Un autre chef de demande visait le non-paiement du double pécule de vacances (l’ONVA n’ayant pu payer celui-ci vu l’absence d’affiliation au régime de sécurité sociale des travailleurs salariés), poste pour lequel le travailleur avait également introduit une demande de dommages et intérêts.

La cour admit que l’exclusion de celui-ci du champ d’application des lois en matière de vacances annuelles l’avait empêché de se prévaloir du droit au paiement des doubles pécules et accueillit la demande également sur le plan des principes. Elle précisa sur cette question que le délai de prescription de trois ans de l’article 46bis alinéa 1er, des lois du 28 juin 1971 ne s’applique qu’à l’action en paiement du pécule de vacances du travailleur contre l’ONVA.

L’arrêt du 12 août 2024

La cour reprend, après les rétroactes de l’affaire, la position des parties après réouverture des débats.

Le travailleur sollicite la condamnation de l’État intimé, à titre principal, à un montant de l’ordre de 102 000 € à titre de réparation du dommage lié au défaut d’assujettissement. Subsidiairement, il réduit ce montant à 62 000 € environ. Les chiffres correspondent à une perte de pension calculée au taux ménage et au taux isolé
.
En ce qui concerne le l’État étranger, il demande à la cour de rejeter les demandes et également de prendre acte, pour ce qui est du préjudice invoqué par le travailleur sur le plan de la pension de retraite, qu’il ne s’oppose pas au renvoi de l’affaire jusqu’à ce moment.

La cour tranche, dès lors, la question de l’évaluation des dommages et intérêts, qui est le seul point en suspens, étant de déterminer le montant de ceux-ci eu égard au défaut de paiement des cotisations pendant une période de 10 ans.

Elle note que le seul dommage concerne le droit la pension, celle-ci devant prendre cours le 1er octobre 2033 et que le travailleur a effectué le calcul du montant réclamé à partir des données en sa possession. La cour reprend les éléments dont il a été tenu compte dans l’élaboration de ce chiffre, constatant qu’il s’est conformé à la méthode indiquée par le SFP, étant - étape par étape - (i) de calculer les salaires réels, fictifs et forfaitaires déterminés sur base annuelle, (ii) de comparer celui-ci année par année avec le plafond salarial, (iii) de procéder à la revalorisation annuelle du salaire en appliquant un coefficient permettant de l’ajuster à l’évolution du coût de la vie, (iv) de diviser ce salaire revalorisé par 45 et (v) de multiplier le chiffre obtenu par 60 % (taux isolé) ou par 75 % (taux ménage).

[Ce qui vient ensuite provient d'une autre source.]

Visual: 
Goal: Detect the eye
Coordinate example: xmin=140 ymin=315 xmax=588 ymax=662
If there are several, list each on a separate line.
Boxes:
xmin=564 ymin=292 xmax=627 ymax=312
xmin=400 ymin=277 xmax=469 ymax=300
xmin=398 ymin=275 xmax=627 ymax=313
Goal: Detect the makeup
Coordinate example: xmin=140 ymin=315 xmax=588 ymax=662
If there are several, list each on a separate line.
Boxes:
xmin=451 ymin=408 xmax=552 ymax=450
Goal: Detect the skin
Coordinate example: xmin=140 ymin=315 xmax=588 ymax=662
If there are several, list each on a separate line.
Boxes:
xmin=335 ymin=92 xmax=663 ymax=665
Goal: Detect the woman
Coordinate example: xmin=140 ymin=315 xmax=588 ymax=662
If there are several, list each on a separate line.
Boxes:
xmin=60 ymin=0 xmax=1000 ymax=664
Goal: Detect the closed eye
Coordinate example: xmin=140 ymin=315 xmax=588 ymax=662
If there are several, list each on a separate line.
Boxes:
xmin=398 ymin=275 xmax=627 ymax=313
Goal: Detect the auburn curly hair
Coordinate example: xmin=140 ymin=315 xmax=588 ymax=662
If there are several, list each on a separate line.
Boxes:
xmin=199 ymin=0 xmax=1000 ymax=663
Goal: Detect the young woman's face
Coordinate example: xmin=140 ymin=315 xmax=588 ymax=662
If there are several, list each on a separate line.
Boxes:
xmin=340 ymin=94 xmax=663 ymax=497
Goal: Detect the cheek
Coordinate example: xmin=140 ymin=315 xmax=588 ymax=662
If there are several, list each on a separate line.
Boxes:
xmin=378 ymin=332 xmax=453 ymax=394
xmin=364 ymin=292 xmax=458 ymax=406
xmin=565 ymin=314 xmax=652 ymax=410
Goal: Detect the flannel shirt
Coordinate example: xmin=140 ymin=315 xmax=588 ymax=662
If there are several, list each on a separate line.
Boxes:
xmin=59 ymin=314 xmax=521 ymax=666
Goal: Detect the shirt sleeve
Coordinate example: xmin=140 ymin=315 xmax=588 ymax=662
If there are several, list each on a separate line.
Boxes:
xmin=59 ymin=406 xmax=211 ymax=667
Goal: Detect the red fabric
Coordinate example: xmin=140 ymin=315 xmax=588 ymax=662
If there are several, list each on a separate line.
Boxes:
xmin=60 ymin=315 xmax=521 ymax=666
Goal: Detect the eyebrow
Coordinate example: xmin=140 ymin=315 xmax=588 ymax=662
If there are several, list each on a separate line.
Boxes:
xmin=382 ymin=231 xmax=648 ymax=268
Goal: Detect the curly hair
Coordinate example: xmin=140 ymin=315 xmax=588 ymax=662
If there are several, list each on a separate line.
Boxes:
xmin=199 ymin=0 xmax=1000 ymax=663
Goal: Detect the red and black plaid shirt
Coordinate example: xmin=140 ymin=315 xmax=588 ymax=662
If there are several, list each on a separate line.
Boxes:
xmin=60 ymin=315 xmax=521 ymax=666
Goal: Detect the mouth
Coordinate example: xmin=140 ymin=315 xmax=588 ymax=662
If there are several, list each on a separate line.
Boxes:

Elle constate que le dommage n’est pas défini dans l’ancien Code civil - applicable en l’espèce. En droit, le dommage existe dès qu’il y a une atteinte à un intérêt ou la perte d’un avantage, pour autant que celui-ci soit stable et légitime (avec renvoi à une jurisprudence constante de la Cour de cassation et à l’enseignement de P. VAN OMMESLAGHE (P. VAN OMMESLAHE, Droit des obligations, Bruxelles, Bruylant, 2018, tome 2, page 1500)).

La cour précise qu’une définition plus structurée est donnée dans le nouveau Livre 6 du Code civil (« La responsabilité extracontractuelle » - entrée en vigueur le 1er janvier 2025), étant qu’il s’agit des conséquences économiques ou non économiques d’une atteinte à un intérêt personnel juridiquement protégé. Il s’agit de distinguer l’atteinte elle-même de ses conséquences, une atteinte pouvant exister sans qu’elle n’entraîne un dommage. La cour considère que rien ne s’oppose à ce qu’elle fasse sienne cette définition.

Le dommage doit par ailleurs être certain, s’agissant d’une « certitude judiciaire » et non d’une certitude absolue : il y aura un dommage certain chaque fois que le juge aura la conviction raisonnable que la victime se serait forcément trouvée dans une situation meilleure s’il n’y avait pas eu d’atteinte à l’intérêt juridiquement protégé (17e feuillet de l’arrêt avec renvoi à Doc. Parl., Ch., Sess. 2022–2023, n° 55–3213/001, page 136).

Un préjudice futur peut dès lors avoir un degré de certitude tel qu’il constitue un dommage réparable.

Cependant, aussi longtemps que l’intéressé n’aura pas atteint l’âge légal de la pension, son préjudice futur est hypothétique, et partant incertain. Tout en retenant qu’il y a une atteinte à un intérêt personnel juridiquement protégé, la cour constate qu’il n’existe aucune certitude raisonnable que le travailleur atteindra l’âge légal de la pension près de 10 ans plus tard. Il s’agit d’un événement futur et incertain et, s’il venait à décéder, le dommage ne se réaliserait pas.

L’Etat étranger étant disposé à un renvoi au rôle, la cour réserve à statuer et renvoie l’affaire au rôle particulier.

Intérêt de la décision

Le même jour, la cour a rendu deux autres arrêts (2019/AB/740 et 2019/AB/439).

Dans l’affaire 2019/AB/740, le travailleur avait atteint l’âge de la pension le 24 octobre 2018, bénéficiant de celle-ci depuis le 1er novembre. La cour a retenu qu’il peut se prévaloir d’un préjudice futur, qui n’est pas hypothétique, même si le préjudice tel que calculé par lui (calcul conforme aux cinq étapes ci-dessus) comporte une composante passée et une composante future. Le débat s’est orienté vers une capitalisation, la cour précisant que ce mécanisme comporte une part de spéculation et qu’il s’avère inapproprié pour l’indemnisation du préjudice passé. Par contre, il pourrait y être recouru pour celle du préjudice futur. L’intéressé l’a appliqué pour l’ensemble de son préjudice (en ce qui concerne le préjudice passé). Pour la cour, une meilleure réponse est l’octroi d’une rente mensuelle indexée, système qui répondra mieux aux exigences de réparation intégrale et in concreto, évitant ainsi le recours aux tables de mortalité et « collant » directement à la perspective de survie réelle de l’intéressé. Ceci tiendra également compte d’une indexation vu l’érosion monétaire. Une réouverture des débats est également ordonnée ici afin de distinguer le préjudice passé allant jusqu’à la date de l’arrêt à intervenir (après la prochaine réouverture des débats) et le préjudice futur.

Dans l’arrêt 2019/AB/739, l’intéressé a eu 65 ans le 14 avril 2023 et son droit à la pension a pris cours le 1er mai 2023. La cour adopte la même solution que dans l’affaire précédente.